Ahí, entre el dolor de la pérdida de un hijo y con el pensamiento en la amenaza que recibió, Joaquín almorzaba frijoles y tortillas a las 12:30 horas, cuando 50 hombres armados con cuernos de chivo rodearon su casa, entre los árboles del ejido, y dispararon durante siete horas.
“Una lluvia de balas. Los disparos fueron seguidos, dejaban de tirar dos, tres, cinco minutos y otra vez... pero de diferentes lados”, cuenta Joaquín, quien desde ese día no regresa a su tierra por seguridad y porque ya no queda nada: “Le prendieron fuego a todo”.

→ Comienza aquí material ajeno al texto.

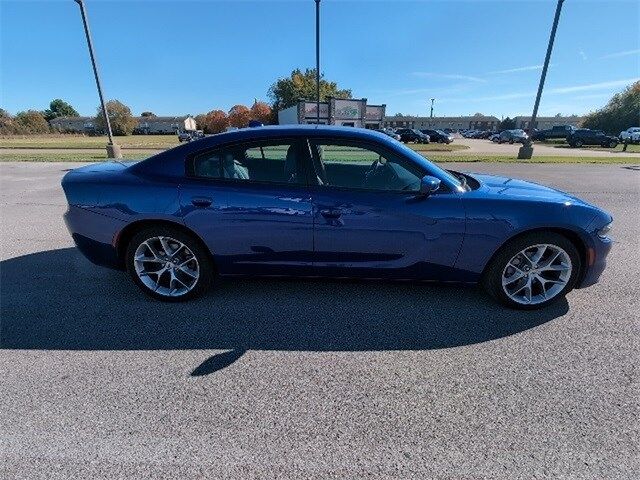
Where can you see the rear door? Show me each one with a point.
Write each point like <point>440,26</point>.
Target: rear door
<point>369,222</point>
<point>251,204</point>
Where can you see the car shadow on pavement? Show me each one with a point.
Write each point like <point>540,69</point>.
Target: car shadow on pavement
<point>57,300</point>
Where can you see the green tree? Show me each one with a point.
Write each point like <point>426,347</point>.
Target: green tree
<point>59,108</point>
<point>261,112</point>
<point>120,117</point>
<point>215,121</point>
<point>622,112</point>
<point>286,91</point>
<point>31,121</point>
<point>239,116</point>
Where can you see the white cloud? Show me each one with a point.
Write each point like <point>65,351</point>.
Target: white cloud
<point>518,69</point>
<point>626,53</point>
<point>593,86</point>
<point>549,91</point>
<point>449,76</point>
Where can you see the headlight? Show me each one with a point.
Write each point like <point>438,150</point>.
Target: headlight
<point>604,231</point>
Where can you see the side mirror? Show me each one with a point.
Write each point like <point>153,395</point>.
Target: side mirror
<point>428,185</point>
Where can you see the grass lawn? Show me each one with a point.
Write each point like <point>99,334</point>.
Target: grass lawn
<point>561,143</point>
<point>82,141</point>
<point>437,147</point>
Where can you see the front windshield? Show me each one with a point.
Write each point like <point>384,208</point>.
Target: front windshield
<point>431,167</point>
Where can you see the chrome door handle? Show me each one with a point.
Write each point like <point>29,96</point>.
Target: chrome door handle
<point>201,201</point>
<point>331,213</point>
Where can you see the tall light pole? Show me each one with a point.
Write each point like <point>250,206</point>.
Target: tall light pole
<point>526,151</point>
<point>113,150</point>
<point>317,61</point>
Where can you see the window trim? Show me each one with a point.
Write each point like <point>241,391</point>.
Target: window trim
<point>253,143</point>
<point>356,143</point>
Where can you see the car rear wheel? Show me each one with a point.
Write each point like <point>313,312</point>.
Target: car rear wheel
<point>168,264</point>
<point>533,271</point>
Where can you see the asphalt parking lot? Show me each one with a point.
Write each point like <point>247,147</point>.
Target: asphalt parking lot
<point>312,379</point>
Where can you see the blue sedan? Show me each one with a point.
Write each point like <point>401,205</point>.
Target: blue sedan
<point>321,201</point>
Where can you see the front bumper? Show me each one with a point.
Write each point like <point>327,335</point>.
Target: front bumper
<point>596,261</point>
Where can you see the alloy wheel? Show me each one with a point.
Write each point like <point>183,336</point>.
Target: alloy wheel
<point>166,266</point>
<point>536,274</point>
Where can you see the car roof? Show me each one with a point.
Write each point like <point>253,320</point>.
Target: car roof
<point>292,130</point>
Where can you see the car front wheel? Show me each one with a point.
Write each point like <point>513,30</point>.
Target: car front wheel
<point>533,271</point>
<point>168,264</point>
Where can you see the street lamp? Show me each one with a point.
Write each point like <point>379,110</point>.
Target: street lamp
<point>317,61</point>
<point>526,150</point>
<point>113,150</point>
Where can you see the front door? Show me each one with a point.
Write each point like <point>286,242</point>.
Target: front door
<point>370,222</point>
<point>250,204</point>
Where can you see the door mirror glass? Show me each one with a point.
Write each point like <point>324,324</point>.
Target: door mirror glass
<point>429,185</point>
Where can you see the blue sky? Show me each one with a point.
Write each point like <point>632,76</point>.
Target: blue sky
<point>178,57</point>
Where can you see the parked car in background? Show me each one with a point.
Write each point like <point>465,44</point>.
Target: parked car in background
<point>630,135</point>
<point>585,136</point>
<point>325,201</point>
<point>412,135</point>
<point>389,132</point>
<point>513,136</point>
<point>190,135</point>
<point>438,136</point>
<point>557,131</point>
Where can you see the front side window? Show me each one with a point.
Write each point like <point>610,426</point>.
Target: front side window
<point>267,161</point>
<point>354,166</point>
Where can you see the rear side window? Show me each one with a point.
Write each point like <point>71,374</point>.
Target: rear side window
<point>267,161</point>
<point>349,165</point>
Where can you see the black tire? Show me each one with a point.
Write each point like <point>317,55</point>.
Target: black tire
<point>200,252</point>
<point>492,276</point>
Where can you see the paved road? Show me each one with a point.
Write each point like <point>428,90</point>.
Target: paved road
<point>313,379</point>
<point>485,147</point>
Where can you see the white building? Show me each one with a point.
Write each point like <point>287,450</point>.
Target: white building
<point>146,125</point>
<point>336,111</point>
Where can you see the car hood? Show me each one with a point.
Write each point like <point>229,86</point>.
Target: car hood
<point>515,188</point>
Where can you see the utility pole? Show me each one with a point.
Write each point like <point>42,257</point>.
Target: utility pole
<point>318,61</point>
<point>113,150</point>
<point>526,151</point>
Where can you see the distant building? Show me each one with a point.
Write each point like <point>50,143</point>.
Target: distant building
<point>336,111</point>
<point>476,122</point>
<point>543,123</point>
<point>155,125</point>
<point>73,124</point>
<point>146,125</point>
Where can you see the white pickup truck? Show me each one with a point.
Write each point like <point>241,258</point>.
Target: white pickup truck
<point>631,135</point>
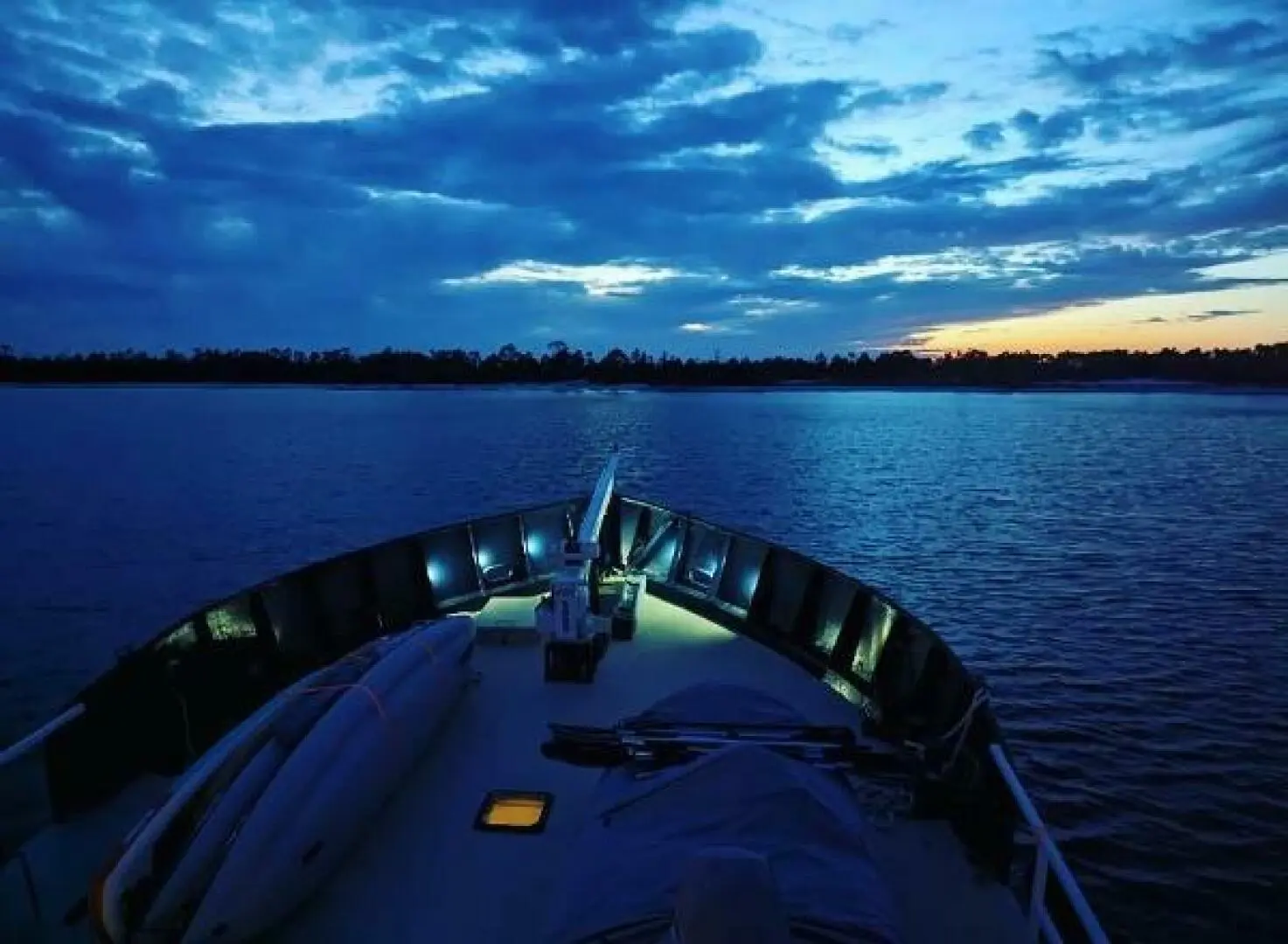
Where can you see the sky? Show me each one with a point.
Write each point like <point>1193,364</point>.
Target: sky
<point>681,176</point>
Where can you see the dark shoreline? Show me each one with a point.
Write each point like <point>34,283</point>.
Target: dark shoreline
<point>1250,369</point>
<point>1148,386</point>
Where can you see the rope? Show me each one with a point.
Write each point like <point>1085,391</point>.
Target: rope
<point>963,728</point>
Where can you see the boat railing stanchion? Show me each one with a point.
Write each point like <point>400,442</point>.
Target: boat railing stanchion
<point>1048,859</point>
<point>574,638</point>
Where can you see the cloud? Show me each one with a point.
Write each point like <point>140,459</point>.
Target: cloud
<point>858,32</point>
<point>985,135</point>
<point>1051,132</point>
<point>392,171</point>
<point>1222,313</point>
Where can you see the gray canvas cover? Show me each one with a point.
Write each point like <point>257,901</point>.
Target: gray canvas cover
<point>643,835</point>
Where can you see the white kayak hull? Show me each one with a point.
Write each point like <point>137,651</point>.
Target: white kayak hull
<point>277,805</point>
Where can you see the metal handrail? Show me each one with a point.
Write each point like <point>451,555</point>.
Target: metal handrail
<point>1041,927</point>
<point>36,738</point>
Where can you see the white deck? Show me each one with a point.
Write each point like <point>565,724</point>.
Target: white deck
<point>425,873</point>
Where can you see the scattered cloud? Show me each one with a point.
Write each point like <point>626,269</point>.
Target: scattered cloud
<point>381,171</point>
<point>1222,313</point>
<point>985,135</point>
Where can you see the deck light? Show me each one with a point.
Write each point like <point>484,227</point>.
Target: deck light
<point>514,810</point>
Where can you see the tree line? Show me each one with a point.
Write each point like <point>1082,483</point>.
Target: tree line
<point>1265,364</point>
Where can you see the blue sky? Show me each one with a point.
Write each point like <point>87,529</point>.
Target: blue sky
<point>667,174</point>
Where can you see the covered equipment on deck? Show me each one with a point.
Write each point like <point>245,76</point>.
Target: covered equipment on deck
<point>672,849</point>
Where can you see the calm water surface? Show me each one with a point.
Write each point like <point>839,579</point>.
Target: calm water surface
<point>1117,565</point>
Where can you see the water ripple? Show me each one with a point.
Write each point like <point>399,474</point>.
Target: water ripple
<point>1113,563</point>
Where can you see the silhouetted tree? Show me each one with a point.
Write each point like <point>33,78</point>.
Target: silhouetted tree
<point>1264,364</point>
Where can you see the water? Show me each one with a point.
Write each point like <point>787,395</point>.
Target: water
<point>1117,565</point>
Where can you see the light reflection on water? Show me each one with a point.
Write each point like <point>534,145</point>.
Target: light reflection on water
<point>1114,563</point>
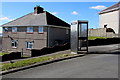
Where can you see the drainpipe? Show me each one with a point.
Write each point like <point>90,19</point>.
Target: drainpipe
<point>119,22</point>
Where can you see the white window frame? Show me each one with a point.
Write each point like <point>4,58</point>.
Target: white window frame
<point>40,29</point>
<point>5,29</point>
<point>28,30</point>
<point>28,44</point>
<point>14,29</point>
<point>14,43</point>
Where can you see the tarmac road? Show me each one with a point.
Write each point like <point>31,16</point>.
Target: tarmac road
<point>89,66</point>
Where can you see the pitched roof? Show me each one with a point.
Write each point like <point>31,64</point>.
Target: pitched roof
<point>111,8</point>
<point>32,19</point>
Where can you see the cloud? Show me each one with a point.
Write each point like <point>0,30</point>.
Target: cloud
<point>54,13</point>
<point>4,18</point>
<point>74,13</point>
<point>99,7</point>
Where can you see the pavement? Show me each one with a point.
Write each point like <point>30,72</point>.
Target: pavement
<point>88,66</point>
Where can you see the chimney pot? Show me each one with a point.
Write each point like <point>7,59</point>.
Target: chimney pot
<point>38,10</point>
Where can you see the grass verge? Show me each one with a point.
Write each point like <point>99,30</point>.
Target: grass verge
<point>94,37</point>
<point>7,66</point>
<point>1,54</point>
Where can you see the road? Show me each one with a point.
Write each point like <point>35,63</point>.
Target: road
<point>89,66</point>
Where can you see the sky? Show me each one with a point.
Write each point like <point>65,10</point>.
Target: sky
<point>67,11</point>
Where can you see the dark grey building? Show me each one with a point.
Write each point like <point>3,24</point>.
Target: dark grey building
<point>35,30</point>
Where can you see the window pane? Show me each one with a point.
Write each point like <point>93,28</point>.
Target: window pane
<point>40,29</point>
<point>14,29</point>
<point>5,29</point>
<point>29,29</point>
<point>14,43</point>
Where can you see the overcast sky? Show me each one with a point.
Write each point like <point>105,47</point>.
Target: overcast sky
<point>67,11</point>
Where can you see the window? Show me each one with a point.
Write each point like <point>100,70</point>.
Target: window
<point>30,29</point>
<point>14,29</point>
<point>67,31</point>
<point>40,30</point>
<point>29,45</point>
<point>5,29</point>
<point>14,43</point>
<point>105,26</point>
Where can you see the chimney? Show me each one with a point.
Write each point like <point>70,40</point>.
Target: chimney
<point>38,10</point>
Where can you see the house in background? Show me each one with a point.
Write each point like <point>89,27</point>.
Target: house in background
<point>109,22</point>
<point>110,18</point>
<point>35,30</point>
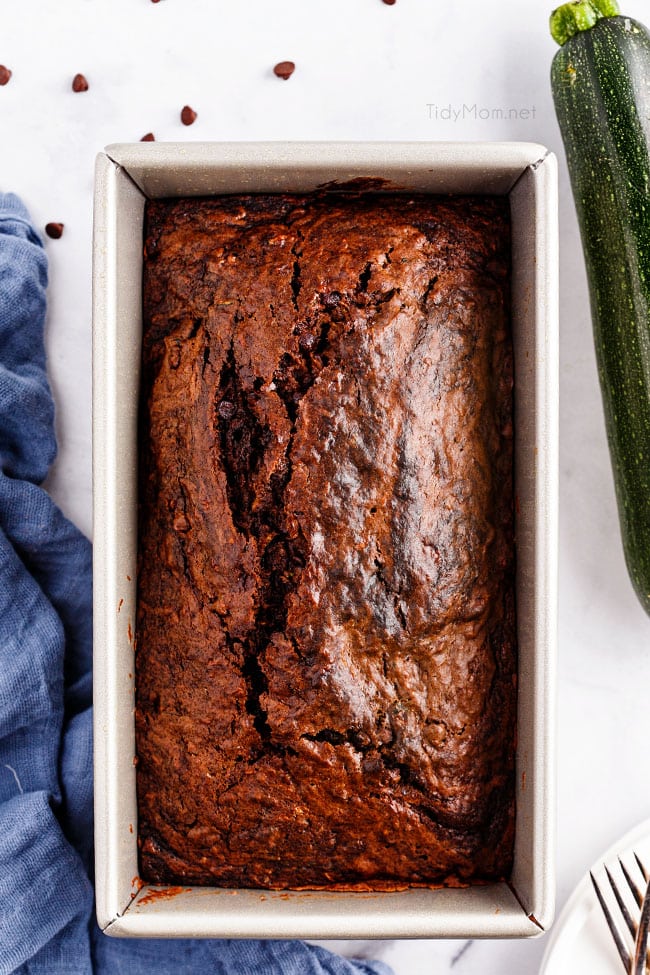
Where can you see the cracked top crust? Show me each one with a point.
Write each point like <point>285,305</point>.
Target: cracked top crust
<point>326,659</point>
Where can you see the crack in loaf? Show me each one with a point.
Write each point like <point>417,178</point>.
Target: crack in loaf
<point>326,659</point>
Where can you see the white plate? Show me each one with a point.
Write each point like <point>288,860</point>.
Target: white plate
<point>580,940</point>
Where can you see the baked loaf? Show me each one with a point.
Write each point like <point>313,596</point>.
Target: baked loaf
<point>326,659</point>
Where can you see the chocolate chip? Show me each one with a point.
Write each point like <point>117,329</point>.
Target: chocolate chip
<point>332,299</point>
<point>307,341</point>
<point>284,69</point>
<point>54,230</point>
<point>226,409</point>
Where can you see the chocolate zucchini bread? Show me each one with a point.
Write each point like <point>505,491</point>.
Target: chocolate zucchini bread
<point>326,655</point>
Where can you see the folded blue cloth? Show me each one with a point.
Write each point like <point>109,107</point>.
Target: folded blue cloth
<point>46,821</point>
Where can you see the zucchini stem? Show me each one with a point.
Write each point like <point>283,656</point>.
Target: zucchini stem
<point>571,18</point>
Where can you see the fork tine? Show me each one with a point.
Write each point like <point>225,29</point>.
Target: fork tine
<point>643,870</point>
<point>636,893</point>
<point>618,941</point>
<point>641,946</point>
<point>631,925</point>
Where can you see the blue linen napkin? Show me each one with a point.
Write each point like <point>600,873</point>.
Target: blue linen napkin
<point>46,821</point>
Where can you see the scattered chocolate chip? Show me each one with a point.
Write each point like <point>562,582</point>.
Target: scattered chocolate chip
<point>284,69</point>
<point>54,230</point>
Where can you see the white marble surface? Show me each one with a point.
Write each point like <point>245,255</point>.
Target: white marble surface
<point>365,70</point>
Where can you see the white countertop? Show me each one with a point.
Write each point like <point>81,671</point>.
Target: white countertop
<point>364,70</point>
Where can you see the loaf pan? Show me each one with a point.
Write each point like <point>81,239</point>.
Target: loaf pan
<point>127,175</point>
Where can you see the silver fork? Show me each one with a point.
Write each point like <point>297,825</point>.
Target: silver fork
<point>634,962</point>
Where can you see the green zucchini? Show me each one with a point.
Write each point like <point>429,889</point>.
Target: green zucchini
<point>601,87</point>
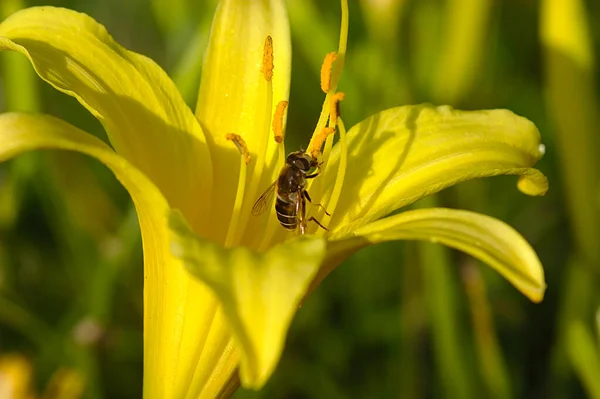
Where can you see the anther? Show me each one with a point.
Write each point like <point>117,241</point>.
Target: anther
<point>326,71</point>
<point>318,141</point>
<point>240,144</point>
<point>278,121</point>
<point>334,110</point>
<point>267,65</point>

Explica que el crimen organizado empezó a llegar con fuerza a la zona a fines de 2014, invadiendo terreno.
“Apropiándose, y en algunos casos, obligando a la gente a que trabaje para ellos…”.
El ejido en el que vivía se dedicaba a la producción forestal, con permisos otrogados por los técnicos del estado. Joaquín comenta, desde el destierro, que al menos 200 de las 400 personas que había en el lugar han salido por la misma situación. El crimen organizado detuvo la producción forestal para que todos los ejidatarios les vendan a ellos la madera. “Buscan lavar dinero”, dice Joaquín.
“El crimen organizado ahorita está metido en todos lados, no nada más en la siembra de estupefacientes y en el trasiego, evidentemente el crimen organizado está en esta relación madereros-empresarios. Hacen acuerdos con las bandas de delincuencia organizada para que los protejan, los apoyen en sus actividades. En la sierra en este momento no puede acontecer nada sin la anuencia del crimen organizado. Cuando digo nada, es nada”, enfatiza Isela González directora de Alianza Sierra Madre, organización no gubernamental que acompaña a las comunidades indígenas en el ejercicio de sus derechos colectivos.
Desde 1980 una asociación civil en Chihuahua encontró registros de denuncias por parte de comunidades indígenas en la sierra por robo de madera. Julio Baldenegro, líder rarámuri, fue asesinado a tiros en 1986 por pelear contra los talamontes. Se denunciaban también sembradíos de marihuana. Años después, a Isidro Baldenegro, quien retomó la lucha de su padre, la policía le sembraría semillas de marihuana y un arma para procesarlo después de detener camiones con madera ilegal. A más de 10 años de su liberación y menos de uno de su homicidio, la sierra es testigo de cómo sus habitantes han tenido que huir para sentirse seguros en algún otro sitio.
A un costado de la carretera de Bocoyna a Creel —en la tarahumara—, se encuentran unas casetas blancas de seguridad para proteger alrededor de 60 hectareas de bosque. Ahí, en el municipio de Bocoyna, se planeó la conservación de semilleros con mandato federal. En ese lugar, a la vista de todo aquel que transita por la carretera, entraron, por meses, talamontes protegidos por hombres armados. Primero en la noche, luego durante el día. Después en el ciclo del sol y la luna, daba igual.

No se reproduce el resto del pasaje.